Wednesday 29 September 2010

‘Stonehenge boy’ probably killed by early Daily Mail readers


After tests revealed that the remains found at Stonehenge belonged to a teenager from one of those countries where they are are slightly browner than us, suspicion for his death has been aimed at early Daily Mail readers.

The bones belong to a teenager who died 3,550 years ago and who was raised around the Meditteranean, most likely with skin dark enough to raise suspicion in most people of below average intelligence.

Archaeology expert William Morris told reporters, “There has always been a Daily Mail, maybe not in name, but in its position in society and ability to stir up panic about essentially harmless issues among the mentally weak.”

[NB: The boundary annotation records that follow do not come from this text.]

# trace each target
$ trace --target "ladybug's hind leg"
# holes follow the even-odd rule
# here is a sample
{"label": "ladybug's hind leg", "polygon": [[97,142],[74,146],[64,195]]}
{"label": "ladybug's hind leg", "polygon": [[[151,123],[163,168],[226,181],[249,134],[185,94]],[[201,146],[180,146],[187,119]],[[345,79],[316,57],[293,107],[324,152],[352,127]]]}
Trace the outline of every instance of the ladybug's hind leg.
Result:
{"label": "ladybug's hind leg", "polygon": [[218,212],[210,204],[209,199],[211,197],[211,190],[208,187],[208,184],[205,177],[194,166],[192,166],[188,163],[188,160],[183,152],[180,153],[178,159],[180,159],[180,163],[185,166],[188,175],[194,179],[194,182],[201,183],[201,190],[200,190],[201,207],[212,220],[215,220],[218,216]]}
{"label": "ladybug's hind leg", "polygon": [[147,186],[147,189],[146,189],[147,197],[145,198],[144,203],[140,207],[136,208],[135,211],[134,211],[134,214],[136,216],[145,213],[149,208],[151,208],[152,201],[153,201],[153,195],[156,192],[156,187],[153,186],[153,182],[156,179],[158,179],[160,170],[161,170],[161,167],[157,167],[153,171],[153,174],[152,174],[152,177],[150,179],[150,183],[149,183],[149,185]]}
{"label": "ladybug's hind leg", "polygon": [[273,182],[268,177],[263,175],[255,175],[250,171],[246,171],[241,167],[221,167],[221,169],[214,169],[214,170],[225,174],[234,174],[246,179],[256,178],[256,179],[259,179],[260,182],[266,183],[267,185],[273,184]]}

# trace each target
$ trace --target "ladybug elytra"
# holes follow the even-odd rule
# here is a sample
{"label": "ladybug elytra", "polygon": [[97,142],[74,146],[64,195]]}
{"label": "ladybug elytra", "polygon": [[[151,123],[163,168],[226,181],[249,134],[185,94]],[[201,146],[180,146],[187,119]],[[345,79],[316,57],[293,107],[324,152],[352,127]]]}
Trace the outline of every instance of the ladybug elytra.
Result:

“There was almost certainly a stone tablet warning locals that these foreigners were coming over here, stealing our jobs, bringing with them the Goat AIDS, or something.”

“It would have cost the equivalent of about 40p a day to read it, and for some entirely unfeasible reason, the morons of the day would hang on every word.”

Stonehenge Boy

Morris went on to suggest that understanding that the boy was not of these shores almost certainly gives us a strong clue as to his eventual demise.

He continued, “Three thousand years ago Daily Mail readers were not bound by the social conventions they find so constricting today, like not killing people they’re a little bit scared of for no good reason whatsoever.”

“In all likelihood they would have chased this boy across the moors with burning torches and copies of whatever the Daily Mail was at this point, before beating him to death and burying him in a hole before they could catch something ‘forrin’.”

“We’ve come a long way as a society.  Sort of.”